Products can’t replace your greatest asset – people. Support them effectively, and you make life easier for neurodivergent customers like me without even trying.

This should be simple, but employment tribunal cases relating to disability discrimination have risen by a third in a year, suggesting otherwise. I believe this is due to a general fear of vulnerability by senior leadership, who may understandably prefer to outsource such sensitive topics to ‘experts’ or Employee Assistance Programmes (despite only a 10% uptake in the retail sector).

In doing so, they often miss the (free!) expertise right in front of them – their employees. Daring to think differently presents not an obstacle, but an opportunity.

Being guided by your employees, instead of your customers, will filter out naturally. To unlock the estimated £274 billion combined spending power of disabled people and their families in the UK, support the ones within your workforce. Here’s how to begin:

  1. Start the conversation

Consistently high turnout at neurodiversity training events always surprises employers, but you don’t need to be neurodivergent to care. Creating a space for these conversations to emerge with psychological safety is key.

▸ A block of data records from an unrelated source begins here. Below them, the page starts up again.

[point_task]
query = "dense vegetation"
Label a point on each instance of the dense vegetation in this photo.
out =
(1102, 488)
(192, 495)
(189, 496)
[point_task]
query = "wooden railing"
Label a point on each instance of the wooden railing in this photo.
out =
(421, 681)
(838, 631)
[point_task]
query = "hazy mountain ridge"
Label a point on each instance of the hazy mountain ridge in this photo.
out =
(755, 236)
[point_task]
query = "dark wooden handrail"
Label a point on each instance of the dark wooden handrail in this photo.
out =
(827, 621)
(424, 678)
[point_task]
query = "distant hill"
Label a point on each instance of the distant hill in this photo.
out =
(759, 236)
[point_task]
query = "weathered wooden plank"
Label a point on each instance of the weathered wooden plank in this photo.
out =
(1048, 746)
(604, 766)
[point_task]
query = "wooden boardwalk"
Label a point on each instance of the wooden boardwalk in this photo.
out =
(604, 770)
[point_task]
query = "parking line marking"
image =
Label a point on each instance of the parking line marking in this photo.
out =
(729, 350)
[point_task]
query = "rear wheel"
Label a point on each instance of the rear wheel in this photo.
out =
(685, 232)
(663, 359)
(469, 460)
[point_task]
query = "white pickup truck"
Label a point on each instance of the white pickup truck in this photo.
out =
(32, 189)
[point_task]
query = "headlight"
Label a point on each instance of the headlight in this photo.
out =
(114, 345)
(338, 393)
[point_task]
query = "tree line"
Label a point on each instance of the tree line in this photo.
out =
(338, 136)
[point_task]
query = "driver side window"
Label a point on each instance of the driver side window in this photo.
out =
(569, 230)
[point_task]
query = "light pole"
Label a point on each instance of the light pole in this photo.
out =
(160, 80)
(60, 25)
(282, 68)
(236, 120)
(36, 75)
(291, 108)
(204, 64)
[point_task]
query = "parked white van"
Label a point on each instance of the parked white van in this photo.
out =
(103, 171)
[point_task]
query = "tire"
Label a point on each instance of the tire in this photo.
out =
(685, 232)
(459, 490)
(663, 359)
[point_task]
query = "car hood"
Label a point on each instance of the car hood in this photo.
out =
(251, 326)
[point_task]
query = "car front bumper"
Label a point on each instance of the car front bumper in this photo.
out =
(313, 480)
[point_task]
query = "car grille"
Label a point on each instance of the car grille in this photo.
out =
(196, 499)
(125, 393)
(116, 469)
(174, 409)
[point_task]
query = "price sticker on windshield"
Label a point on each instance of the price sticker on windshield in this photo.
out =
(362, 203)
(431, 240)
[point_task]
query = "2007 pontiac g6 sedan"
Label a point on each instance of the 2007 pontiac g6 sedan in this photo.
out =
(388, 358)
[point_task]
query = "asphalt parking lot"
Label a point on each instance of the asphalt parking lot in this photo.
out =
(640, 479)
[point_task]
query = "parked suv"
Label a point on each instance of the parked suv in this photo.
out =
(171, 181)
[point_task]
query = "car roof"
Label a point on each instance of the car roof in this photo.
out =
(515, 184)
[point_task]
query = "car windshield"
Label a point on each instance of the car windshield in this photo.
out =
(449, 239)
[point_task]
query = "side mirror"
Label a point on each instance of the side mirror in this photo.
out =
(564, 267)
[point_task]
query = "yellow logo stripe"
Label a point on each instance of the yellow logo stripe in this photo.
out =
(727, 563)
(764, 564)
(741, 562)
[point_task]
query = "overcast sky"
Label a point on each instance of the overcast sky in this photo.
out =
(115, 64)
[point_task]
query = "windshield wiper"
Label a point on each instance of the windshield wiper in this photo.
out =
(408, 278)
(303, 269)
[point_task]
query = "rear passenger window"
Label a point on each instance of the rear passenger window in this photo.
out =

  1. Lead the conversation

With one in seven people neurodiverse, your workforce is already affected. Stigma means that people won’t disclose unless they see leaders model openness. Authentic and vulnerable sharing of your own challenges signals that it’s safe to ask for help.

  1. Listen – and respond

Awareness without action achieves nothing. Instead of external spending, enable employees to share ideas – and take them seriously. Nestlé demonstrated this ‘intrapreneurship’ by inviting employees to generate and implement ideas, saving millions of pounds whilst reshaping culture from within.

The last word is this: if you care about the bottom line, start with your staff. Slow down enough to facilitate messy, human conversations – and you’ll see results that won’t expire.